アドビは、少なくとも12月以降ゼロデイ攻撃で悪用されている脆弱性(CVE-2026-34621として追跡されている)を修正するため、Acrobat Readerの緊急セキュリティアップデートをリリースした。
この脆弱性により、悪意のある PDF ファイルがサンドボックスの制限を回避し、特権を持つ JavaScript API を呼び出すことが可能となり、任意のコードを実行される可能性があります。攻撃で確認された悪用は、任意のファイルの読み取りと窃取を可能にします。悪意のあるPDFを開くだけで、ユーザーによる操作は必要ありません。
具体的には、util.readFileIntoStream()のようなAPIを悪用して、任意のローカルファイルを読み込んだり、RSS.addFeed()を悪用して、データを流出させたり、攻撃者が制御する追加コードをフェッチしたりします。
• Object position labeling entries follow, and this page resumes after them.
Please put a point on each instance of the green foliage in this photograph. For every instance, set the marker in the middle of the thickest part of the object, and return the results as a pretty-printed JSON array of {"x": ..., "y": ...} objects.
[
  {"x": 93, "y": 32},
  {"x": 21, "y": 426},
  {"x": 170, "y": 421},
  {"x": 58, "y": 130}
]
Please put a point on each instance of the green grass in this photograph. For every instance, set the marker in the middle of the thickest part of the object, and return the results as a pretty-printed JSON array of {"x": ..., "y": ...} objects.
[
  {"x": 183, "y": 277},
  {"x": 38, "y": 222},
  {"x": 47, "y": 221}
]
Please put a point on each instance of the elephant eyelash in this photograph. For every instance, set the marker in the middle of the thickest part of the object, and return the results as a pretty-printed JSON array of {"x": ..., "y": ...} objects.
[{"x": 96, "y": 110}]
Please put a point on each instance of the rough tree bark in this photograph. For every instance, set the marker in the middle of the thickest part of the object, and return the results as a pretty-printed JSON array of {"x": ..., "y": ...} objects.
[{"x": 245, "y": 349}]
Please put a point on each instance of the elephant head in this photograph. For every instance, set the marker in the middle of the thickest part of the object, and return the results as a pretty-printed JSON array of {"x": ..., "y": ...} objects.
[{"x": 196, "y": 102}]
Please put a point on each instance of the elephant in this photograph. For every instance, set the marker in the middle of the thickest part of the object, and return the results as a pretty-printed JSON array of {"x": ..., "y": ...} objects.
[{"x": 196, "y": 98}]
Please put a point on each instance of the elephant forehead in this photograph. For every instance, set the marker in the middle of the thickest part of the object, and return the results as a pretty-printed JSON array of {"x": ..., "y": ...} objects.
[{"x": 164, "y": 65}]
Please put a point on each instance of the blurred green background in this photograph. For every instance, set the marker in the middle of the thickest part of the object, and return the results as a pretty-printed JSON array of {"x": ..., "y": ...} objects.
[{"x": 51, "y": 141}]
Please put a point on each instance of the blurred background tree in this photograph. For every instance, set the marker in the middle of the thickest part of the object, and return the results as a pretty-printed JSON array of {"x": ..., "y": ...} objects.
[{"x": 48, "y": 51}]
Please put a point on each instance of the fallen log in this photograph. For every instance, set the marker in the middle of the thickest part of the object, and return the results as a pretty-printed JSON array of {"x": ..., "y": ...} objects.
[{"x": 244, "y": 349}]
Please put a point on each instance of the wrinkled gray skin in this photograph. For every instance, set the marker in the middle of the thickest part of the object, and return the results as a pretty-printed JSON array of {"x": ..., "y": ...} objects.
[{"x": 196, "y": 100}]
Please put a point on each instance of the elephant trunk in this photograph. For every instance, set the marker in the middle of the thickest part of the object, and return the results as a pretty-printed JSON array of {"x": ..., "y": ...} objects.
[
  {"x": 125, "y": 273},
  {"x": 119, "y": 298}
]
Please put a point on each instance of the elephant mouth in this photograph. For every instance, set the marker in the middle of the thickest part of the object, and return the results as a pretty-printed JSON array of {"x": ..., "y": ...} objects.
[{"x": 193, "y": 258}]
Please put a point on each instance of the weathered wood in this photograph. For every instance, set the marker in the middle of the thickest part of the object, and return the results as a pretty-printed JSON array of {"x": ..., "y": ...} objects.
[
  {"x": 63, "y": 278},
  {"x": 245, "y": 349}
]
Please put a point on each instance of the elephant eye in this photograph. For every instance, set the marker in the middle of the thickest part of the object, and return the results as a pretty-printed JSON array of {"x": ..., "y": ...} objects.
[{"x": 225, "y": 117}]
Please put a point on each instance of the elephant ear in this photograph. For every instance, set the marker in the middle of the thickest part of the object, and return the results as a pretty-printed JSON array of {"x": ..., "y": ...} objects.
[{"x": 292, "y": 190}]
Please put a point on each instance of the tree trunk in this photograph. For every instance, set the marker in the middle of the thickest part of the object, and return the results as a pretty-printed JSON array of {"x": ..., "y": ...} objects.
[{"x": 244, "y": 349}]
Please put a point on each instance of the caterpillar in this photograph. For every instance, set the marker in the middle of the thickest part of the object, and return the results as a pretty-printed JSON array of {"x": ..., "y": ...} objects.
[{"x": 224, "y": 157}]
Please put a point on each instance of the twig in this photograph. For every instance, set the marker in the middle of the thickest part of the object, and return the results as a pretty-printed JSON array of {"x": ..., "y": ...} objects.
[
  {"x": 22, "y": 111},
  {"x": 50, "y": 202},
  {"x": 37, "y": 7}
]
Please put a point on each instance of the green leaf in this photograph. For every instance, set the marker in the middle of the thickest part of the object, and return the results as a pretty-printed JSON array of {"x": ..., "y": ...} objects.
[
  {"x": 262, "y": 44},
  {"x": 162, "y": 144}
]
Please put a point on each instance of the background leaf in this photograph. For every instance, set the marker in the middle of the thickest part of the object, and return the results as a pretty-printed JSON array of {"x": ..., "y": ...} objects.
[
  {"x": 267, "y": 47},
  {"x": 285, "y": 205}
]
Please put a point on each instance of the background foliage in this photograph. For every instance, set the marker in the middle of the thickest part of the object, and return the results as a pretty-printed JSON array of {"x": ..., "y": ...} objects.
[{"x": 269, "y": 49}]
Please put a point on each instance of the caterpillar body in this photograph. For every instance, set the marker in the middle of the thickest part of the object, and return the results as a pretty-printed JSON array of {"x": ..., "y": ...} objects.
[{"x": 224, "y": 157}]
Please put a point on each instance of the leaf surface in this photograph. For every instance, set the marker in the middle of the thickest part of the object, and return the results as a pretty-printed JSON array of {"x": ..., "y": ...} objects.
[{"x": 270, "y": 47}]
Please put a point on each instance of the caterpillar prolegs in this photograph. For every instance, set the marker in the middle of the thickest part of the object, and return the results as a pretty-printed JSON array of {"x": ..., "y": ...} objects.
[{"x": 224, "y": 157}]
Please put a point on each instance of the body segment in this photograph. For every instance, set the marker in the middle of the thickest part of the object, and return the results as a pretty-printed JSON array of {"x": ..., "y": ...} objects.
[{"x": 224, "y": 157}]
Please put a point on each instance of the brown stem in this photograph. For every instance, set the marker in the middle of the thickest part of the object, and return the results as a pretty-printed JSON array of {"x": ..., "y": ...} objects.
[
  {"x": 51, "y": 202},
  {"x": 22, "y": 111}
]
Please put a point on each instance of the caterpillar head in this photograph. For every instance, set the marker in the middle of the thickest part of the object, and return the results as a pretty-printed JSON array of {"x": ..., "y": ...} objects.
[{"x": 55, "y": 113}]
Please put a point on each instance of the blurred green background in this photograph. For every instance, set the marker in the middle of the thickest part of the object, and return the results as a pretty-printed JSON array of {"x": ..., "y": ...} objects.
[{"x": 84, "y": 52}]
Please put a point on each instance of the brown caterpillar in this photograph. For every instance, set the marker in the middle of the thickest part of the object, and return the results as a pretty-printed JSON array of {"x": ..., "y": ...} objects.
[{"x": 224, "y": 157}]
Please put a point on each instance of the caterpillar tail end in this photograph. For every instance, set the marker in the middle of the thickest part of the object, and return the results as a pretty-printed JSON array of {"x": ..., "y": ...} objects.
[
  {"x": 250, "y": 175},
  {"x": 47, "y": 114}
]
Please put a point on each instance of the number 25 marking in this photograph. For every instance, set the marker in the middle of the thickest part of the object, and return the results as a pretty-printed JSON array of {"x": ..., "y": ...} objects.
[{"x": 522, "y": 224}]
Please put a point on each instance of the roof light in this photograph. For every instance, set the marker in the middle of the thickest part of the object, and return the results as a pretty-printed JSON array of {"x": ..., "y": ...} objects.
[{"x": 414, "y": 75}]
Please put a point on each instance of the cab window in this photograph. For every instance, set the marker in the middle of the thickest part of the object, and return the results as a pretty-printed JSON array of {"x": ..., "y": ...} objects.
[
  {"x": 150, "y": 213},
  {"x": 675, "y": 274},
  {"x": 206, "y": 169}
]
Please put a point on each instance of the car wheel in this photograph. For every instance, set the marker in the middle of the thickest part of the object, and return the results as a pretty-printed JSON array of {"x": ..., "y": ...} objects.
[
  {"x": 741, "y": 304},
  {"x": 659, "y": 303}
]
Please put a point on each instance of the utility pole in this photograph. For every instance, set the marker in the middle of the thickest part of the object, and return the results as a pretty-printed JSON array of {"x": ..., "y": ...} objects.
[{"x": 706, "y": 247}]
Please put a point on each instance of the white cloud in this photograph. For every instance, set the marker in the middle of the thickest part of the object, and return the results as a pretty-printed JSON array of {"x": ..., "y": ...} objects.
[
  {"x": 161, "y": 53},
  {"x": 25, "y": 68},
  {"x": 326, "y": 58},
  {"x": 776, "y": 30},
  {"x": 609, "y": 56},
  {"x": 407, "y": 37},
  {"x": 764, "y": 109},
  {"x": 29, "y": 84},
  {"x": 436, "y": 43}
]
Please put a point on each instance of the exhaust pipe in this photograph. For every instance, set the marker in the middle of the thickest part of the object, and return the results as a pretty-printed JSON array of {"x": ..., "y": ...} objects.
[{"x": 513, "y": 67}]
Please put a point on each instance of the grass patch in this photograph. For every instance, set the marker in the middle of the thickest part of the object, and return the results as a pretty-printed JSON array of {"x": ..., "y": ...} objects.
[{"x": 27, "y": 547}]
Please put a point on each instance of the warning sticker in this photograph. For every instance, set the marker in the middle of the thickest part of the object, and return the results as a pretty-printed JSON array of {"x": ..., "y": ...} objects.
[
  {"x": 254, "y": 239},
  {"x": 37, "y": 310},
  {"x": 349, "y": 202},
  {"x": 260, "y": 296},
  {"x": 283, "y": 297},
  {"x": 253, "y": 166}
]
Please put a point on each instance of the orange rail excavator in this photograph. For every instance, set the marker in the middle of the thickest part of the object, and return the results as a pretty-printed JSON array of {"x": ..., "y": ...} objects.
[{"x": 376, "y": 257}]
このセキュリティ問題は、誰かが“yummy_adobe_exploit_uwu.pdf“という名前のPDFサンプルを解析のために提出した後、EXPMONエクスプロイト検出システムの創設者であるHaifei Li氏によって発見された。
Haifei Li氏によると、誰かがこのサンプルをEXPMONに提出したのは3月26日だったが、その3日前にVirusTotalに送られており、その時点では64のセキュリティベンダーのうち5社しか悪意のあるフラグを立てていなかったという。
研究者は、エクスプロイト検出システムがAdobe Readerのために特別に開発した高度な検出機能である「detection in depth」機能を作動させた後、この問題を手動で調査することにしたと、彼は先週のブログ投稿で述べている。
セキュリティ研究者のGi7w0rmは、石油・ガス業界を誘引するロシア語の文書を利用した攻撃を発見した。
Li氏の報告を受けて、Adobeは週末にセキュリティ情報を発表し、脆弱性にCVE-2026-34621トラッカーを割り当てた。
この欠陥は当初、ネットワーク攻撃ベクターでクリティカル(9.6)と評価されていたが、アドビはその後、ベクターをローカルに変更し、深刻度を8.6に引き下げた。
ベンダーは、以下のWindowsおよびmacOS製品が影響を受けるとしている:
- Acrobat DC バージョン 26.001.21367 およびそれ以前(バージョン 26.001.21411 で修正済み)
- Acrobat Reader DC バージョン 26.001.21367 およびそれ以前(バージョン 26.001.21411 で修正済み)
- Acrobat 2024 バージョン24.001.30356およびそれ以前(Windowsではバージョン24.001.30362、Macではバージョン24.001.30360で修正済み)
アドビでは、上記のソフトウェアをご使用のお客様に、「ヘルプ > アップデートの確認」でアプリケーションをアップデートし、自動アップデートを実行することを推奨しています。
また、Adobe社の公式ソフトウェアポータルからAcrobat Readerのインストーラーをダウンロードすることもできます。
このニュースレターには、回避策や緩和策は記載されていないため、セキュリティ・アップデートを適用することのみが推奨される。
しかし、ユーザーは常に迷惑な送信元から送られてくるPDFファイルに注意し、疑わしい場合はサンドボックス環境で開くべきである。